LEWIS STEELE: Liverpool fans may love the documentary on Jurgen Klopp’s era

We all remember those first few weeks of the Covid Pandemie, five years ago – would you believe that? – When many became the biggest fan of basketball and were addicted to the tests and tests of Michael Jordan et al in the last dance.

We remember the first or nothing documentary about Manchester City who brought us after the curtain of Pep Guardiola's dressing room in their 100-point season.

Or Mikel Arteta pumping fake -crowd noise in Arsenal -Training sessions, Jose Mourinho gives parte Alli in Tottenham Hotspur.

Then there was the Circus from Sunderland to 'I Die, an insightful view of management rooms at Elite or, as those docuseries seemed, Tinpot football clubs.

Welcome to Wrexham was entertaining, while the Sheffield United and Neil Warnock show in 2005 are still worth a look.

The list can continue and in fact that is the point.

Have football documentaries reached saturation point? Are there too many flies on the walls of these clubs?

The newest offer is the four -part series of Lorton Entertainment about Jurgen Klopp and his last months in Liverpool, which is being released today at Amazon Prime.

If you are a fan of Liverpool, you can enjoy it. It features some heart-warming scenes and Throwback images of the German nine-year term of the German in Anfield, where he transformed the team from 'Doubters in believers' to be declared target in his first press conference.

But if you are not an avid Reds supporter, this does not have that level of insight behind the scenes that a football documentary seizes.

There are no memorable scenes such as Danny Rose who confront Mourinho, or Guardiola who gives his team the hairdryer treatment when losing Wigan in the FA Cup, or Arteta -you will never walk alone by a speaker during training to prepare them for the Anfield mood.
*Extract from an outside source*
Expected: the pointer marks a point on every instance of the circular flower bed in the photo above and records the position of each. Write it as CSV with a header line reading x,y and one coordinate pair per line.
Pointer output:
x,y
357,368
Nothing goes beyond Warnock shouts: “That's a lot of B ******, you have to die for three points!” Or Hollywood star Ryan Reynolds gives goalkeeper Ben Foster a running hug after a last-minute punishment.

Or Charlie Methven from Sunderland who tells his communication manager to manufacture attendance figures and manager Chris Coleman almost a fan who confronts him after the club is banned to League One.

The Liverpool documentary is a nice watch-likely emotional for Reds fans to summarize the glorious era hardly the warts and everything behind the scenes that the entire football community would have let, not just those of a certain conviction.

It starts with a tense scene, to be honest. Klopp runs from his office flanked by Liverpool CEO Billy Hogan, agent Marc Kosicke and the club's head of communication. Because of the music it feels like the opening titles for a robbery film.

He then walks into the press conference and tells the local media why he leaves the club, often looks directly into the camera to address fans. The rest of the first episode is largely only archived images of games and Klopp's journey from Mainz and Borussia Dortmund to Liverpool.

The old images are warming up, but nothing we have never seen before. Some scenes are transparent, but it is not the striking kind you will hurry to talk to your friends this weekend in the pub.

The most revealing character in the series is not the invoiced protagonist Klopp, but his right hand Pep Libnders, who also left Liverpool to strive for his own career in management at Red Bull Salzburg, whose position has already left that position.

Multi-like coach Libnders is shown a detailed conversation with striker Darwin Nunez in an analysis room where the Uruguayan is told to train his hardest and not to get frustrated. Given recent developments from Slot that say similar, it is an intriguing scene.

Libnders also reveals that he had a 'confrontation' with Klopp about the right to immediately let Conor Bradley go back on loan to Bolton in 2022-23. He wanted to stay the Noord -Irish full back and, in retrospect again, who was remarkable to see how Bradley has now passed the first team.

There is a hilarious anger of Klopp when he was asked to talk about his feelings prior to a defeat of Merseyside Derby, in which the title of Liverpool took a final nail, “I have to go back to the F *** ING Everton -Game I tried to get out of my mind and tell you?”

The German also makes jokes about how many older he looks now compared to old photos, and says it feels like he is 500 years old, and there are also some one-liners about referees and legendary status.

This documentary focuses on a legend of football management, that is clear, even if Klopp would never admit it. An emotional, nice watch for Liverpool-fans but not the fly-on-the-wall, warts and all looking behind the curtain that many football followers crave these shows.